I had acute pancreatitis, and I was ASTOUNDED at how everyone assumed I was an alcoholic!! My Mom was, and I don't drink. The assumptions were OK, but it was the disbelief when I said "No, I'm not" that made me mad. Kudos to you--I had enough pain with my one episode, I can't imagine living with chronic pancreatitis.

there's another thread cooking somewhere here on this-- it is so disheartening to hear that nurses -and obviously physicians- do not know the difference between addiction and tolerance. go look those up.

your patient who was taking high doses of dilaudid said he had pain; you didn't believe him because you thought he just came to the hospital for drugs and so you interpreted his appearance as being "not in pain," feeling that you were being "objective." didn't they teach you in school that pain is what/where/when the patient says it is?

he didn't just whine about it-- he specifically asked for a pain management consult. sounds like he didn't get a very good one. you may not have learned much about the complex specialty of pain management in school-- it is a complex specialty like any other. most nurses think that opioids are appropriate for all pain (they aren't by a long shot), that high doses mean addiction (nope), and that people who are addicts (by which they think "anyone who takes high doses" don't really have pain (nope again).

even real addicts, who take opioids for the psychoactive effects and need escalating doses to achieve the high they crave (dang, i just gave away the answer to that question) can still develop painful conditions; it is unethical not to treat their pain, using doses that are effective.

you want to go read some margo mccaffery, the nurse expert on pain management.

Specializes in Hospice.

Hear, hear, GrnTea ... definitely check out McCafferey's work. I first read her stuff over 30 years ago when taking care of people with sickle cell disease.

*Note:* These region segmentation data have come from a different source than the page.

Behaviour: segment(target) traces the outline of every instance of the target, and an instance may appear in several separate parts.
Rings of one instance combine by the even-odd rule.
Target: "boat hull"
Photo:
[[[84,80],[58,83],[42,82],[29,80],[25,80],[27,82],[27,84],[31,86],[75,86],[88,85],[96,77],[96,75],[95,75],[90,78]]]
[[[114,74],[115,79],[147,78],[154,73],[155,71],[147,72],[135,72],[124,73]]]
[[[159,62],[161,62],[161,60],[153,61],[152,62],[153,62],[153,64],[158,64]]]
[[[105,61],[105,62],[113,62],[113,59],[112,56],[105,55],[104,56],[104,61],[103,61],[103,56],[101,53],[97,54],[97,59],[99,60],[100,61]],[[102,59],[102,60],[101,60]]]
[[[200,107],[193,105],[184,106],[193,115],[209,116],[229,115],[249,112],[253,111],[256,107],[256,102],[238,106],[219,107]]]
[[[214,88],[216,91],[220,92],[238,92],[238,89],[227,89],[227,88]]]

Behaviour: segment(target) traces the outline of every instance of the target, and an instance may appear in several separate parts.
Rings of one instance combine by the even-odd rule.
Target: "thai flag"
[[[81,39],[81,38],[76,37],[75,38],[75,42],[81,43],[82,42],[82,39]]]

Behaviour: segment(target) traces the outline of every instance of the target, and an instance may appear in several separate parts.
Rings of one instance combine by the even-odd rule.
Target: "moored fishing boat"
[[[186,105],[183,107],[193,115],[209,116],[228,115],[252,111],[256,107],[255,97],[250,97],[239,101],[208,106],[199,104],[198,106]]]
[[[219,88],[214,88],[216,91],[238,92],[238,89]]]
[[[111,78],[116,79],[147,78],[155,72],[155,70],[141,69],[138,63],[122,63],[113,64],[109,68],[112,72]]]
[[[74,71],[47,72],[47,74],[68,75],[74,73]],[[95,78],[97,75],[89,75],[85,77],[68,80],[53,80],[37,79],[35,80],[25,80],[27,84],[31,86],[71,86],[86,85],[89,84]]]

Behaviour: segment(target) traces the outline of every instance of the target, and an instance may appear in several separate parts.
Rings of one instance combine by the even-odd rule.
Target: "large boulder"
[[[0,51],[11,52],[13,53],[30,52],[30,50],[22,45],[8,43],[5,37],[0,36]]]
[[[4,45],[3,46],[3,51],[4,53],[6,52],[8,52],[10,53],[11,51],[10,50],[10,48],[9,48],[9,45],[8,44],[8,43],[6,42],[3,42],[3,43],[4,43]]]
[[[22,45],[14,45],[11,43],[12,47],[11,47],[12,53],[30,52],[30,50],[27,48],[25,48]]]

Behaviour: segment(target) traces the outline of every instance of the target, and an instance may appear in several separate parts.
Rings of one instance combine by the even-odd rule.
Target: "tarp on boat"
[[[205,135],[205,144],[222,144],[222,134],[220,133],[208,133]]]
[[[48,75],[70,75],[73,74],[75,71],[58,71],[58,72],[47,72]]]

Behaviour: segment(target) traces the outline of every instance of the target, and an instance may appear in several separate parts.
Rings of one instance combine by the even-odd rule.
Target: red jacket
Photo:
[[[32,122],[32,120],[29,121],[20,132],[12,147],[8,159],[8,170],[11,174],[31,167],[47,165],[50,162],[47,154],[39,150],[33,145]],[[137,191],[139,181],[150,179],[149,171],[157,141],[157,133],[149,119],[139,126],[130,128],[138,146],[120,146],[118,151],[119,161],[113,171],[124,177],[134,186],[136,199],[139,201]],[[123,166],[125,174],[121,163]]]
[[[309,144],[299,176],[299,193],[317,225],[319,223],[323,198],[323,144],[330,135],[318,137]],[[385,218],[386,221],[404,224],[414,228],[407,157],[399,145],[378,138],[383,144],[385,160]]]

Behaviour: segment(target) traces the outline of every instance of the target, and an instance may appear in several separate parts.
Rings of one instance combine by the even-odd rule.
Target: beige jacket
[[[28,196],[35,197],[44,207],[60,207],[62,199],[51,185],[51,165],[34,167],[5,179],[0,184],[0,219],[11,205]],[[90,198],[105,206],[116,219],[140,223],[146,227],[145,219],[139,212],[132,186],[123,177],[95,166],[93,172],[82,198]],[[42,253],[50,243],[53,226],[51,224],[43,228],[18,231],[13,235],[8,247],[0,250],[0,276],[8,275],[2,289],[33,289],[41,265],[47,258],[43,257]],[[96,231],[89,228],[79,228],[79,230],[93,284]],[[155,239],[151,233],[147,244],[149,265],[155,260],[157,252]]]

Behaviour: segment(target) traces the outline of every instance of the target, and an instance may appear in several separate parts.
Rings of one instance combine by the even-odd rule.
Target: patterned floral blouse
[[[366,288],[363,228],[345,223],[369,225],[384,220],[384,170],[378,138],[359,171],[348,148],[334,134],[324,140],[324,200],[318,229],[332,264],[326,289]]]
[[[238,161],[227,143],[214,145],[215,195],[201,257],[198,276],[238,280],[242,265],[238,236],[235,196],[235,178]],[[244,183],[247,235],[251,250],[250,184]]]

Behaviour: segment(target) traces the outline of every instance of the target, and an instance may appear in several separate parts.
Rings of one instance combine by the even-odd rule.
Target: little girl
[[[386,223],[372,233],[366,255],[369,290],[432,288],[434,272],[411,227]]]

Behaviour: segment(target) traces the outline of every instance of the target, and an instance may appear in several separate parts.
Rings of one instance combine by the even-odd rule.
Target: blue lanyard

She once made the observation that if we are treat pain adequately, then we have to accept the fact that some frank addicts are going to "get over".

This is not to say that we should ignore an addiction ... just that focusing narrowly on keeping a junky from getting high at our hands means that there will be a whole lot of real pain going untreated. At some point, we have to decide which objective is more important.